Boiko transferred back to Broward College after two years because she felt the administration had been more accommodating of her medical condition. She started out as a part-time student due to the frequency of her seizures and, though she felt supported at the college, still had her doubts about whether she would ever be able to graduate. “There is no way that I’m going to be able to get through college with my disability,” she remembers thinking at one point.

This time at Broward College, Boiko had some extra help: a service dog named Bella who can often sense when Boiko is going to have a seizure. Bella wears a harness holding Boiko’s medicine and a small pillow so Boiko doesn’t hit her head when she falls. Bella also helps Boiko calm down in stressful situations, which can trigger a seizure.

“It would have definitely been a lot harder” to get through college without Bella, Boiko said. “She’s there, super dog at my side.”

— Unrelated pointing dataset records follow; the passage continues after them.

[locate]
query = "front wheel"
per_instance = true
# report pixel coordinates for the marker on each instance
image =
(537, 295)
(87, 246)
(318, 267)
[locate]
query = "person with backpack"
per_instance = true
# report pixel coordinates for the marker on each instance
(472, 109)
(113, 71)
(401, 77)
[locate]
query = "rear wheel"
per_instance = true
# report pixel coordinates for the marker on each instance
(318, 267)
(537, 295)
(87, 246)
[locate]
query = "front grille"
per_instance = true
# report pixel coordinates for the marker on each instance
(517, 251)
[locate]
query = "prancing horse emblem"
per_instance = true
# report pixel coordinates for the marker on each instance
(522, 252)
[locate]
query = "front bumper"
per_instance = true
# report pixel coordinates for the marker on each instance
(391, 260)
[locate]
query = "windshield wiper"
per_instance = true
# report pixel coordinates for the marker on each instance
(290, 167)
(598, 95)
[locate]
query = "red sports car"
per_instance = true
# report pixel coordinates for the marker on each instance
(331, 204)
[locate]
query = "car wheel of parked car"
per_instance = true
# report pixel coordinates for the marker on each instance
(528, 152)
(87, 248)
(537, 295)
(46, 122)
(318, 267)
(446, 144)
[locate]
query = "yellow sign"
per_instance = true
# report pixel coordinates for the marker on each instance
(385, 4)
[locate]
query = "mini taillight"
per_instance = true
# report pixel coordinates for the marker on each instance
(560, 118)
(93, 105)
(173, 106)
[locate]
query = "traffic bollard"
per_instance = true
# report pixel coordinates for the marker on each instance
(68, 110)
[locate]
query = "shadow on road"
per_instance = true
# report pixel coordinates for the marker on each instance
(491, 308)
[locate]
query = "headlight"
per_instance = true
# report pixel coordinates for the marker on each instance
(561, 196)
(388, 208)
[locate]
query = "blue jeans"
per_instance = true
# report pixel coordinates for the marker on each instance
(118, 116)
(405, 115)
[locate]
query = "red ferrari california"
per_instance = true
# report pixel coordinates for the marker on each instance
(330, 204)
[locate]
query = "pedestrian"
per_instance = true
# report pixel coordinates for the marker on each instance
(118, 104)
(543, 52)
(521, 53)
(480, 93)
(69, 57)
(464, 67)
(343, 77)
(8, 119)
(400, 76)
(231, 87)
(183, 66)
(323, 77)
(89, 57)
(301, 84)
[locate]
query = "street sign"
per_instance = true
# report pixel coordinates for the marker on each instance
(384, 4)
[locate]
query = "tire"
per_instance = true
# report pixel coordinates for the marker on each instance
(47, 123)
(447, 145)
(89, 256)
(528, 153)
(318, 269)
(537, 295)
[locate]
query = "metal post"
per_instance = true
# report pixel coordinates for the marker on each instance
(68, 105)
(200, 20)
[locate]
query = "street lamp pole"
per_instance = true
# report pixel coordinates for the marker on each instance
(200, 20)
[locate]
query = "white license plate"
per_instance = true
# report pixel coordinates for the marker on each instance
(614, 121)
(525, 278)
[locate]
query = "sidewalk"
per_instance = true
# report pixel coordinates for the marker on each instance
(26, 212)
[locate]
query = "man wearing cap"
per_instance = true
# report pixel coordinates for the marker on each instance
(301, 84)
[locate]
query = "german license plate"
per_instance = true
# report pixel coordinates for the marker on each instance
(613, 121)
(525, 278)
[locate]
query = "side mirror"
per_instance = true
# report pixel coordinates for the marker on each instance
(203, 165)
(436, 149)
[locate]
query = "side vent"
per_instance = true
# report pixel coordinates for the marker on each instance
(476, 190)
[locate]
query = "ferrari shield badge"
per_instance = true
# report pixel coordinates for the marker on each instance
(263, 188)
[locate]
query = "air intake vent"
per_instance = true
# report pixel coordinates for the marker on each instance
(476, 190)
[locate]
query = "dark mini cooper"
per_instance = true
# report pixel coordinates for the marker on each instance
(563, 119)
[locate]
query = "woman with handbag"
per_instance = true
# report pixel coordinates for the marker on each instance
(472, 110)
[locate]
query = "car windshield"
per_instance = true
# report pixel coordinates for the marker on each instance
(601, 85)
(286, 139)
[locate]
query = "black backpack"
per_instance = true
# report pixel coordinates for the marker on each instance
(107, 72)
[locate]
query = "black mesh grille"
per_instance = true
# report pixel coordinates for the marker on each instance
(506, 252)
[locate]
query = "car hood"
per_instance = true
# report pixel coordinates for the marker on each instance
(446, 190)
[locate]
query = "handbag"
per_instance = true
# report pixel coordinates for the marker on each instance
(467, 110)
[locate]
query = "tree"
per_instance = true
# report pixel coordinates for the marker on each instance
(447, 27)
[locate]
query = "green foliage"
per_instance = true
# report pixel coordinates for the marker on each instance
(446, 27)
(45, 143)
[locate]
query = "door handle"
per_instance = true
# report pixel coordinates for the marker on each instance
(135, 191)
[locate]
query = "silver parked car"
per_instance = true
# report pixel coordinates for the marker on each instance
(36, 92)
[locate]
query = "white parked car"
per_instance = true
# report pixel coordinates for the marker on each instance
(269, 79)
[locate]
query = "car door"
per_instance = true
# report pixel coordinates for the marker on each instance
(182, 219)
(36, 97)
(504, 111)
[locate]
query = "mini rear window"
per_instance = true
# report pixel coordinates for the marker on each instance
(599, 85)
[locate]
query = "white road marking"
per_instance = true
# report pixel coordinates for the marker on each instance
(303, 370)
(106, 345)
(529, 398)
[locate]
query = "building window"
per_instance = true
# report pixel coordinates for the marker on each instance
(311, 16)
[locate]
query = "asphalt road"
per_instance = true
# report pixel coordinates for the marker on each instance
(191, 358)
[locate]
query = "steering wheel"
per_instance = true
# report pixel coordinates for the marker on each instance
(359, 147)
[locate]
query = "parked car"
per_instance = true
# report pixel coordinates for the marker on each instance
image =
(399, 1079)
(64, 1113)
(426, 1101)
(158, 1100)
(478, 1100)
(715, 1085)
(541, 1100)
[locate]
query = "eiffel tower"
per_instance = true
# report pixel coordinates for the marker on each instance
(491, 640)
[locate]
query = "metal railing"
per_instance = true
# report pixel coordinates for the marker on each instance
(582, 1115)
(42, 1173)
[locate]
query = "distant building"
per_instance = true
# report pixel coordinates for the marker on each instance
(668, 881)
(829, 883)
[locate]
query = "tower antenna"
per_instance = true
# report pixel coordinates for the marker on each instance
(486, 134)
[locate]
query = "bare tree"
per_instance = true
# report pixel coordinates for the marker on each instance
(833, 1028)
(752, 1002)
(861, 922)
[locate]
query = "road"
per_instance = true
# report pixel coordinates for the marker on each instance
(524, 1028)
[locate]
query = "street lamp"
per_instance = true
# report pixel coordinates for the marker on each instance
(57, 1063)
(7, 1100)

When Boiko started her student-teaching assignment last semester at Driftwood Middle School in Hollywood, her students loved having Bella in the classroom. They were disappointed when Boiko told them not to pet Bella while she had her vest on, since that’s when she’s in work mode. But Boiko tried to make time at the end of every class to take Bella’s vest off for a few minutes so the students could pet her.

Boiko taught in a class for students with intellectual disabilities and found that her experience as a student with special needs helped her relate. When her students were upset about not being able to do an assignment and blamed themselves, Boiko told them what she would have wanted to hear in that situation.

“Although it’s been hard for me my whole life, I think I have gotten a gift from it that other people don’t have because a teacher coming in won’t have that,” Boiko said of her experience as a student with special needs.

When Boiko tried to talk to one upset student at Driftwood Middle School, he told her not to waste her time. “I’m not going to do anything in life,” he said, according to Boiko. “Why don’t you just leave me alone?” Boiko comforted him by telling him that if she could get through school with her seizures, he could do it, too.

Boiko graduated from Broward College in December, walking across the stage while Bella waited in the audience with Boiko’s proud family.

“If I can get my degree, then so can anyone else,” Boiko said. “I’m proof that it’s possible for everyone.”